I Saw a Film!
Richard Hell is a kind of NYC music legend, writing and performing as one of the pioneers of the “punk rock” movement of CBGB and influencing a whole “blank generation”. I had no idea he’d also starred in this little film in which he basically portrays a struggling musician called Billy, performing Richard Hell and the Voidoids songs. It’s good that they didn’t bother trying to invent a new pile of music or have him portray some other sort of pop star.

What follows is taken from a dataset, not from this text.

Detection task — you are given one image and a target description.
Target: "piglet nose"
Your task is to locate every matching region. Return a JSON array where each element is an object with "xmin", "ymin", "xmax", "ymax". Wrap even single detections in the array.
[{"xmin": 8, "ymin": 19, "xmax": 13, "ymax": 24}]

His sometime girlfriend and documentary film-maker played by lovely French actress Carole Bouquet (not pronounced Bucket I guess), who will, for me, always be the lovely pain-in-the-ass revolutionary and wearer of a chastity belt, cock-tease in Brunuel’s That Obscure Object of Desire, is the other half of the interest here, they’re good people to look at. She’s struggling to get a film made, to achieve something with her work, and through another relationship, this time with Ulli himself who pursues Warhol.
Sadly, that’s about all I can say about the film. Most of it is a story-free assortment of moments that basically have Hell and Bouquet arguing or fooling around in slovenly flats. The film also manages to rope in the above mentioned Andy Warhol for a tidbit of an interview, but it’s difficult to get a real bead on what Ulli Lommel may have wanted with this film. Perhaps I’m reading too much into it. Maybe, not unlike the old Jean-Luc Godard film featuring the Stones from a little over a decade sooner, just having the musicians working their craft was interesting enough.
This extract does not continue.